The CSS files found in the css subdirectory control the style (look) of the main documentation (main.css) and the visualizations (style-vis.css). It is not necessary to modify these in basic usage. If changes to the style of the documentation pages or the visualization are needed, please refer to e.g. http://www.w3.org/Style/CSS/Overview.en.html for more information.

  • lib/local/config.js

This JavaScript file holds the configuration for the brat visualization component. The configuration specifies, for example, the colors, labels, label abbreviations, and line styles to use for visualizing various categories of annotation. For documentation on the contents and syntax of this file, refer to http://brat.nlplab.org/configuration.html.

Troubleshooting

The following sections provide instructions for troubleshooting various possible issues with the system.

Troubleshooting: basic visualization

Are the annotation visualizations working? To check, see if the following visualization and image look (broadly) similar.

Visualization:

Barack Obama is the current president.
T1 PERSON 0 12 Barack Obama

Image:

If yes, the basic visualization support is OK. If no (e.g. if instead of a visualization text such as T1 PERSON 0 12 Barack Obama is shown), then try the following:

  • Make sure you are using a supported browser. The visualizations require SVG support. We recommend recent versions of Chrome or Safari. For IE, version 9 or newer is required.

  • Check that JavaScript is enabled. The system requires JavaScript to generate the visualizations and will fail without it.

  • Check the JavaScript console for errors. (The console is accessed in different ways depending on your browser.)

  • Check that coderay is not running on the server. If active, coderay may pre-empt embedded visualization processing by replacing the annotation blocks. The _config.yml option kramdown: enable_coderay: false should disable coderay.

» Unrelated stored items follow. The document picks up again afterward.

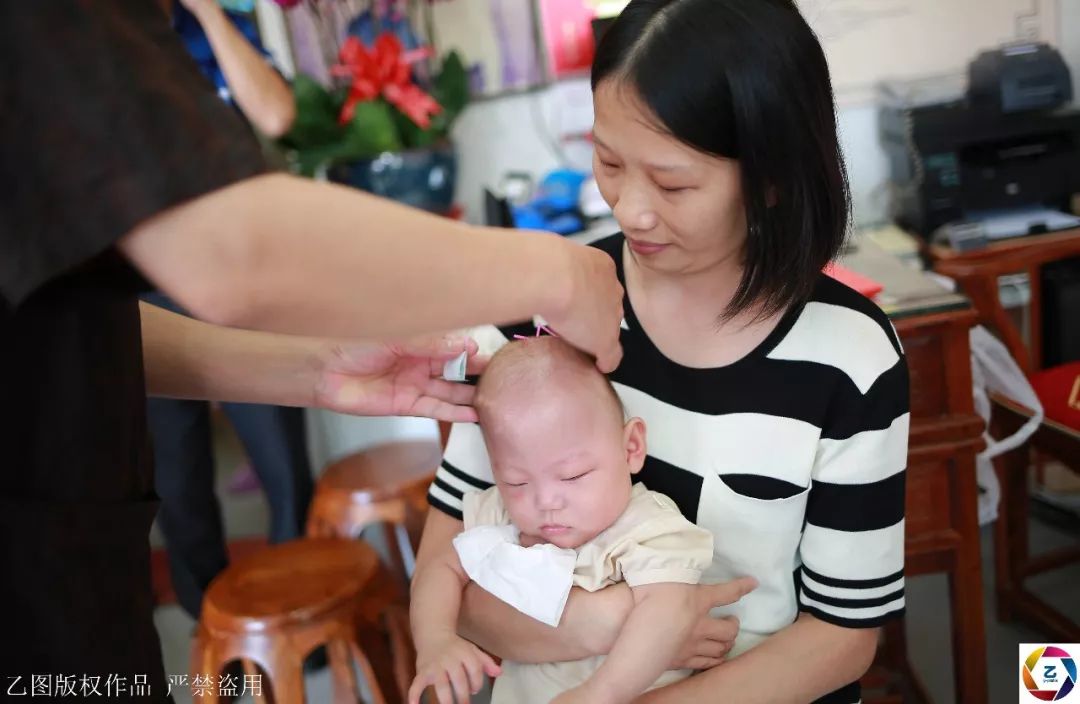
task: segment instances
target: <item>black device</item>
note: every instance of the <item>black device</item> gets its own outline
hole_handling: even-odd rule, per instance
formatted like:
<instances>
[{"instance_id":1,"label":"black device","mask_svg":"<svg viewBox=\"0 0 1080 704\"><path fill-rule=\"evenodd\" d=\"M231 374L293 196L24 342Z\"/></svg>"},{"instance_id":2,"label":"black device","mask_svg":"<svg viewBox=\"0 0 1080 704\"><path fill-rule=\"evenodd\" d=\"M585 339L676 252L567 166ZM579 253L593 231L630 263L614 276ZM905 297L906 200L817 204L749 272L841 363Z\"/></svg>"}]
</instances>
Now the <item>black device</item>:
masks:
<instances>
[{"instance_id":1,"label":"black device","mask_svg":"<svg viewBox=\"0 0 1080 704\"><path fill-rule=\"evenodd\" d=\"M490 188L484 189L484 224L491 227L514 227L514 213L510 201L495 195Z\"/></svg>"},{"instance_id":2,"label":"black device","mask_svg":"<svg viewBox=\"0 0 1080 704\"><path fill-rule=\"evenodd\" d=\"M1071 97L1068 67L1045 44L982 52L966 88L883 85L880 135L893 219L930 237L977 211L1068 211L1080 193L1080 110L1062 105Z\"/></svg>"},{"instance_id":3,"label":"black device","mask_svg":"<svg viewBox=\"0 0 1080 704\"><path fill-rule=\"evenodd\" d=\"M968 100L998 112L1052 110L1072 101L1072 76L1048 44L1007 44L968 65Z\"/></svg>"},{"instance_id":4,"label":"black device","mask_svg":"<svg viewBox=\"0 0 1080 704\"><path fill-rule=\"evenodd\" d=\"M880 136L902 227L929 237L973 211L1068 211L1080 193L1080 110L1002 113L965 99L913 106L895 95L883 94Z\"/></svg>"},{"instance_id":5,"label":"black device","mask_svg":"<svg viewBox=\"0 0 1080 704\"><path fill-rule=\"evenodd\" d=\"M1045 264L1042 281L1042 364L1080 359L1080 257Z\"/></svg>"}]
</instances>

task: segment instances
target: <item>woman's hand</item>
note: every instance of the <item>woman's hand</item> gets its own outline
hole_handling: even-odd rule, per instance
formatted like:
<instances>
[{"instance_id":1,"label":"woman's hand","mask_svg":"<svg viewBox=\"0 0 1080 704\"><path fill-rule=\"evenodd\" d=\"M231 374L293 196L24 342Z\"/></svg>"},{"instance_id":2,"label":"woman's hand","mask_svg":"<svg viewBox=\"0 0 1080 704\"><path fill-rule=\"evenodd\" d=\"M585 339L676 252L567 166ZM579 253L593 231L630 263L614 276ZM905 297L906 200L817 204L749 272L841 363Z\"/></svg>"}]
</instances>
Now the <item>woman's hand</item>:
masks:
<instances>
[{"instance_id":1,"label":"woman's hand","mask_svg":"<svg viewBox=\"0 0 1080 704\"><path fill-rule=\"evenodd\" d=\"M756 587L757 580L753 577L698 585L694 595L697 623L670 669L708 670L724 662L724 656L735 645L735 636L739 634L739 619L734 616L714 618L709 612L714 606L734 604Z\"/></svg>"},{"instance_id":2,"label":"woman's hand","mask_svg":"<svg viewBox=\"0 0 1080 704\"><path fill-rule=\"evenodd\" d=\"M555 311L543 311L544 319L574 347L596 358L605 374L622 360L619 329L623 318L623 287L614 260L594 247L565 243L569 276L568 298Z\"/></svg>"},{"instance_id":3,"label":"woman's hand","mask_svg":"<svg viewBox=\"0 0 1080 704\"><path fill-rule=\"evenodd\" d=\"M478 373L485 360L468 337L327 344L317 355L314 404L358 416L473 422L475 388L442 379L443 366L462 352L469 355L466 371Z\"/></svg>"}]
</instances>

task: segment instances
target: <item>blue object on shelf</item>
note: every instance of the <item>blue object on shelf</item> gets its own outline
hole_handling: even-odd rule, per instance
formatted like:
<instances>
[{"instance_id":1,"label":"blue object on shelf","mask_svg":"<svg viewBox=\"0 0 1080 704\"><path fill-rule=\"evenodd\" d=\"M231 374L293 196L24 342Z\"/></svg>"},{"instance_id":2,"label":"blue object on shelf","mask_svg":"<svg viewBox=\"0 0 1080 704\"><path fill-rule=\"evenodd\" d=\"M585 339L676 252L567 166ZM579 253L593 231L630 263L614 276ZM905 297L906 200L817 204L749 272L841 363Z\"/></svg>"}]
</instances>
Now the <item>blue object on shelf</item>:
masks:
<instances>
[{"instance_id":1,"label":"blue object on shelf","mask_svg":"<svg viewBox=\"0 0 1080 704\"><path fill-rule=\"evenodd\" d=\"M538 195L533 202L553 213L577 210L581 186L587 176L584 171L571 169L552 171L540 182Z\"/></svg>"},{"instance_id":2,"label":"blue object on shelf","mask_svg":"<svg viewBox=\"0 0 1080 704\"><path fill-rule=\"evenodd\" d=\"M514 227L522 230L546 230L558 235L572 235L581 232L584 227L581 218L574 213L548 216L532 205L515 206L513 214Z\"/></svg>"},{"instance_id":3,"label":"blue object on shelf","mask_svg":"<svg viewBox=\"0 0 1080 704\"><path fill-rule=\"evenodd\" d=\"M511 211L514 215L514 227L522 230L546 230L547 220L535 208L528 205L515 205Z\"/></svg>"},{"instance_id":4,"label":"blue object on shelf","mask_svg":"<svg viewBox=\"0 0 1080 704\"><path fill-rule=\"evenodd\" d=\"M583 171L559 169L540 182L536 196L525 205L513 209L514 226L531 230L547 230L560 235L580 232L584 227L578 210L581 187L587 174Z\"/></svg>"}]
</instances>

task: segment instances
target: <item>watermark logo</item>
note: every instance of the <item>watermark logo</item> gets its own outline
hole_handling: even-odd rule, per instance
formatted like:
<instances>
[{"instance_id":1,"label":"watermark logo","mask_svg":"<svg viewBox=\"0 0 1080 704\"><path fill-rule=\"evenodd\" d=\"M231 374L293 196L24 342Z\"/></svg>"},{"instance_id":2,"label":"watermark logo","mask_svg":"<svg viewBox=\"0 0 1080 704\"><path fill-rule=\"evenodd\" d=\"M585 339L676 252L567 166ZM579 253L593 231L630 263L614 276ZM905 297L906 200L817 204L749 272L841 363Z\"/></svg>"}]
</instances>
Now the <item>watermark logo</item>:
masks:
<instances>
[{"instance_id":1,"label":"watermark logo","mask_svg":"<svg viewBox=\"0 0 1080 704\"><path fill-rule=\"evenodd\" d=\"M1076 688L1076 643L1020 644L1020 688L1027 698L1021 701L1060 702ZM1080 702L1080 695L1074 697ZM1070 699L1069 701L1072 701Z\"/></svg>"}]
</instances>

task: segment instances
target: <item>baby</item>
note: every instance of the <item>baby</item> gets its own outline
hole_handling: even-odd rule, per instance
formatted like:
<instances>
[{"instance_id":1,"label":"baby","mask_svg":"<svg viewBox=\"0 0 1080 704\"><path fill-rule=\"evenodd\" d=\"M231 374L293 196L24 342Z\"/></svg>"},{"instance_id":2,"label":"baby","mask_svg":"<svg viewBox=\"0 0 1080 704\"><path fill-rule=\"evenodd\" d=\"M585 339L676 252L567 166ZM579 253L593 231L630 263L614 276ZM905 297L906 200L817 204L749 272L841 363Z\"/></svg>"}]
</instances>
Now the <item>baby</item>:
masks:
<instances>
[{"instance_id":1,"label":"baby","mask_svg":"<svg viewBox=\"0 0 1080 704\"><path fill-rule=\"evenodd\" d=\"M481 670L498 675L493 704L629 702L688 676L664 670L693 625L693 585L712 560L712 534L667 497L632 485L645 461L644 422L624 421L592 360L555 337L499 350L475 405L495 486L466 494L454 549L416 575L410 704L427 686L440 704L454 701L451 686L468 701L463 690L482 681ZM456 633L470 580L551 626L571 586L625 581L634 609L606 658L500 668Z\"/></svg>"}]
</instances>

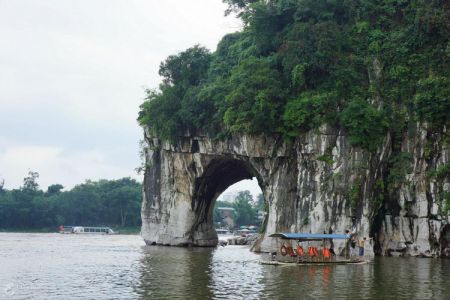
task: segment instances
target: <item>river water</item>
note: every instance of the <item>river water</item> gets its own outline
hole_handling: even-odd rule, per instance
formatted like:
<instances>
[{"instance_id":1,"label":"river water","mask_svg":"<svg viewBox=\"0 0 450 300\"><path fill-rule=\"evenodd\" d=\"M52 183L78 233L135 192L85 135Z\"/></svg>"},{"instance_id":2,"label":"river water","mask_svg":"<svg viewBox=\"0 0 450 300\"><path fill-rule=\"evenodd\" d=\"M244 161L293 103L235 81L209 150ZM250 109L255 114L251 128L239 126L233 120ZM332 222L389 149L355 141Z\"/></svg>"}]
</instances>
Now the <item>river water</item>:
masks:
<instances>
[{"instance_id":1,"label":"river water","mask_svg":"<svg viewBox=\"0 0 450 300\"><path fill-rule=\"evenodd\" d=\"M244 246L0 233L0 299L450 299L450 260L266 266Z\"/></svg>"}]
</instances>

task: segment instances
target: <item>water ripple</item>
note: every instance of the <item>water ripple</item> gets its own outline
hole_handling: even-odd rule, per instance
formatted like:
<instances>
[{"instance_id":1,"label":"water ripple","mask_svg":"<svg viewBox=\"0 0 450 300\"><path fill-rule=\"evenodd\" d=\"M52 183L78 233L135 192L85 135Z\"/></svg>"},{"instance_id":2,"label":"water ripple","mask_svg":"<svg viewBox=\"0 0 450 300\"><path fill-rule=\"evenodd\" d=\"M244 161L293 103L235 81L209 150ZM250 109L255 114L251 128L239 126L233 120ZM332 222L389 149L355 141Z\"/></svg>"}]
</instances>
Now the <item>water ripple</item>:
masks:
<instances>
[{"instance_id":1,"label":"water ripple","mask_svg":"<svg viewBox=\"0 0 450 300\"><path fill-rule=\"evenodd\" d=\"M0 233L0 299L450 299L450 260L266 266L243 246Z\"/></svg>"}]
</instances>

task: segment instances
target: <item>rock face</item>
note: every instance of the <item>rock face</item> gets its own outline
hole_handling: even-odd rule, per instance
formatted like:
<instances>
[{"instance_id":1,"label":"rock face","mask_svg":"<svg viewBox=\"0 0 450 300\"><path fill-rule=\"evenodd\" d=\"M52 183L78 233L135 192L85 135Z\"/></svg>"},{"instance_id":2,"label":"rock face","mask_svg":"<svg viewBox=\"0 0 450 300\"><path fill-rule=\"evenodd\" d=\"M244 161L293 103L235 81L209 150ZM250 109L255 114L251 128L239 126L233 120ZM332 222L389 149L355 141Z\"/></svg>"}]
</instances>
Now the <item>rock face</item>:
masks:
<instances>
[{"instance_id":1,"label":"rock face","mask_svg":"<svg viewBox=\"0 0 450 300\"><path fill-rule=\"evenodd\" d=\"M323 126L293 142L276 136L205 135L162 142L146 132L142 236L147 244L214 246L212 211L230 185L256 177L268 203L256 251L279 248L274 232L357 234L366 254L444 255L449 162L442 133L416 124L399 145L387 135L375 153L351 147L341 129ZM336 252L345 245L335 242ZM447 251L447 252L446 252Z\"/></svg>"}]
</instances>

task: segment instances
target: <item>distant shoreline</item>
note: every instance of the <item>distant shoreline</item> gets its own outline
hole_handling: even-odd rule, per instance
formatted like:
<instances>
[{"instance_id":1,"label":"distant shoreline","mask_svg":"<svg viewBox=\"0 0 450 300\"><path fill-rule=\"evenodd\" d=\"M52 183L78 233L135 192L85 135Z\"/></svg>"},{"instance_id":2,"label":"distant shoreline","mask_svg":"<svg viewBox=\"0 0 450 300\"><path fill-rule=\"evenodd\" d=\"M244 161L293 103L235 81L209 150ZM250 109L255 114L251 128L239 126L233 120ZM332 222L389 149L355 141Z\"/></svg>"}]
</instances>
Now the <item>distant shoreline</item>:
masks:
<instances>
[{"instance_id":1,"label":"distant shoreline","mask_svg":"<svg viewBox=\"0 0 450 300\"><path fill-rule=\"evenodd\" d=\"M119 234L139 234L141 227L111 227ZM57 227L45 227L45 228L0 228L0 233L58 233Z\"/></svg>"}]
</instances>

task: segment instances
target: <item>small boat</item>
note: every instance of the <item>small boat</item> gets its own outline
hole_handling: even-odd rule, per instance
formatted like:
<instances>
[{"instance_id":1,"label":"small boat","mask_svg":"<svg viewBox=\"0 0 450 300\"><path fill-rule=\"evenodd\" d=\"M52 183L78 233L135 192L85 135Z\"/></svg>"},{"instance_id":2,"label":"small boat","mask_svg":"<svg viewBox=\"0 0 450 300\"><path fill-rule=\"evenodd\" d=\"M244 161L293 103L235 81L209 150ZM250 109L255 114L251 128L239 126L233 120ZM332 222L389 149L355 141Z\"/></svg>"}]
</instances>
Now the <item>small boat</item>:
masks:
<instances>
[{"instance_id":1,"label":"small boat","mask_svg":"<svg viewBox=\"0 0 450 300\"><path fill-rule=\"evenodd\" d=\"M216 229L217 234L225 235L225 234L231 234L230 230L228 228L217 228Z\"/></svg>"},{"instance_id":2,"label":"small boat","mask_svg":"<svg viewBox=\"0 0 450 300\"><path fill-rule=\"evenodd\" d=\"M271 260L260 261L264 265L340 265L340 264L366 264L369 261L363 257L338 257L333 249L327 248L334 239L350 239L346 234L321 234L321 233L274 233L269 237L280 238L282 245L280 252L272 252ZM297 247L292 247L292 241L297 242ZM304 243L307 243L305 245ZM322 248L318 249L317 244ZM305 249L303 248L305 246ZM307 247L307 248L306 248ZM280 256L281 255L281 256Z\"/></svg>"},{"instance_id":3,"label":"small boat","mask_svg":"<svg viewBox=\"0 0 450 300\"><path fill-rule=\"evenodd\" d=\"M364 265L368 264L370 261L364 259L340 259L331 261L273 261L273 260L261 260L259 263L261 265L272 265L272 266L298 266L298 265Z\"/></svg>"},{"instance_id":4,"label":"small boat","mask_svg":"<svg viewBox=\"0 0 450 300\"><path fill-rule=\"evenodd\" d=\"M60 226L59 233L73 234L116 234L109 227Z\"/></svg>"}]
</instances>

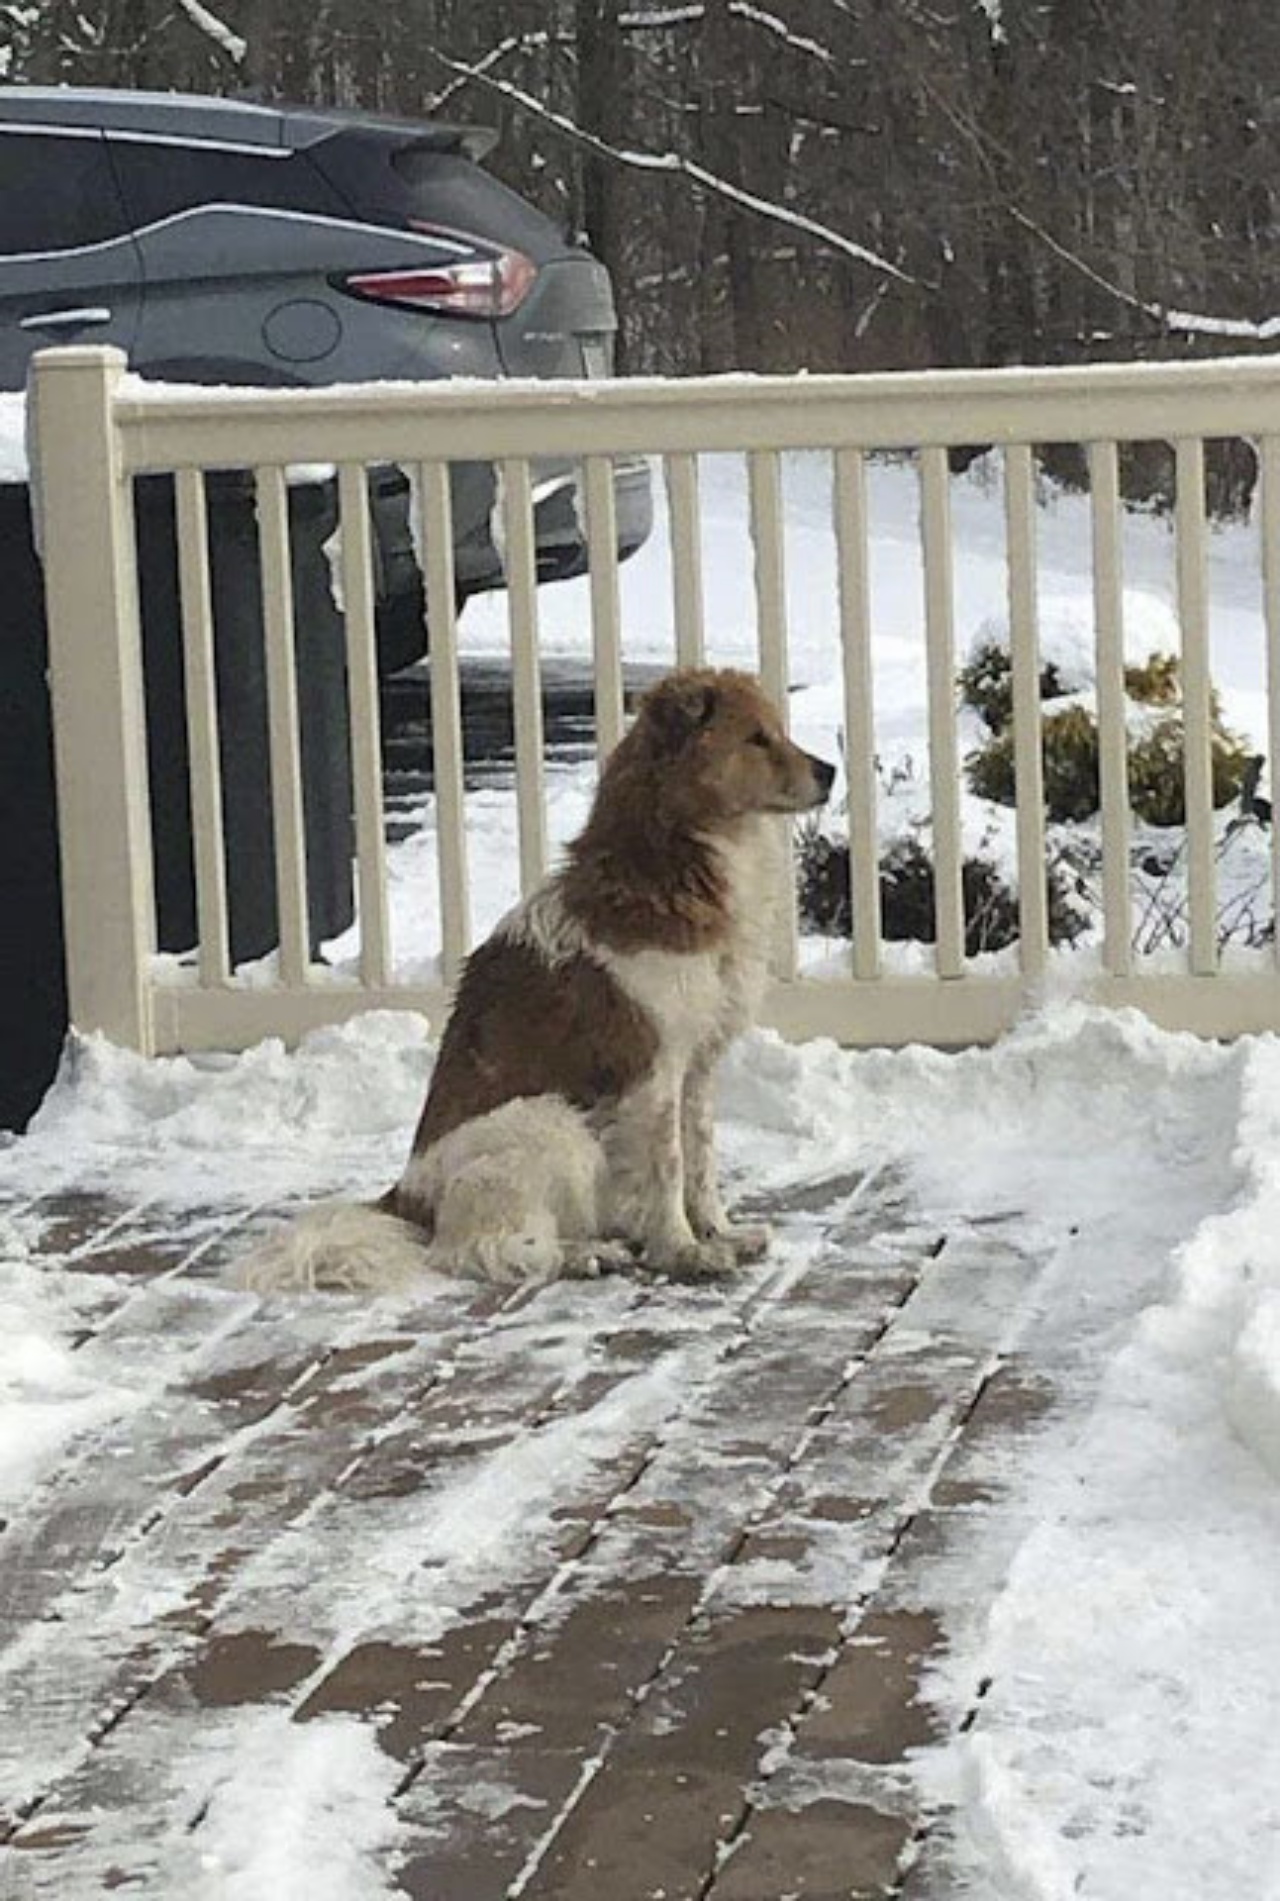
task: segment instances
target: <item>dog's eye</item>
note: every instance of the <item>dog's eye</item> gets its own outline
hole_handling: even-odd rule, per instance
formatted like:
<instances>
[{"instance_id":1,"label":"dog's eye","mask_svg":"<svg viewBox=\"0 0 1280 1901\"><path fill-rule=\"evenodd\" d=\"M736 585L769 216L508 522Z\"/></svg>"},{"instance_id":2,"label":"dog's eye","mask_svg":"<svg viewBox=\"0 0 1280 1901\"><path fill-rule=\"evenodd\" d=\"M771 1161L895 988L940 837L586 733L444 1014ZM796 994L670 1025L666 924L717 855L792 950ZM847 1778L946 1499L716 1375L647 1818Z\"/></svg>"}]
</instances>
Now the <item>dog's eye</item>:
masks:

  • Report the issue to the developers: email sampo.pyysalo@gmail.com

Troubleshooting: local usage

If you are having trouble running the system locally, please check the following:

  • Check that you have a recent version of Jekyll by running jekyll -v. Version 2.0 or greater is recommended.

Some debian-based linux distributions are currently shipping a dated version of Jekyll. If you are using such a system, you may wish to consider using gem instead of apt-get to install Jekyll (see e.g. http://jekyllrb.com/docs/installation/#install-with-rubygems).

Troubleshooting: editing online

If the “edit page” links do not appear on Annodoc documentation pages, please make sure editurl site variable is set in _config.yml (see Configuration).

If the “edit page” link appears but does not lead to a GitHub online editing page, please check the following:

  • GitHub online editing is working as intended. Click on any document in your GitHub repository and click on the pen icon to test this feature.

  • editurl is correctly set. Try comparing the generated “edit page” links with the URL used for the GitHub online editing page.

  • You are allowed to edit the repository (owner or collaborator) and you are logged in to GitHub.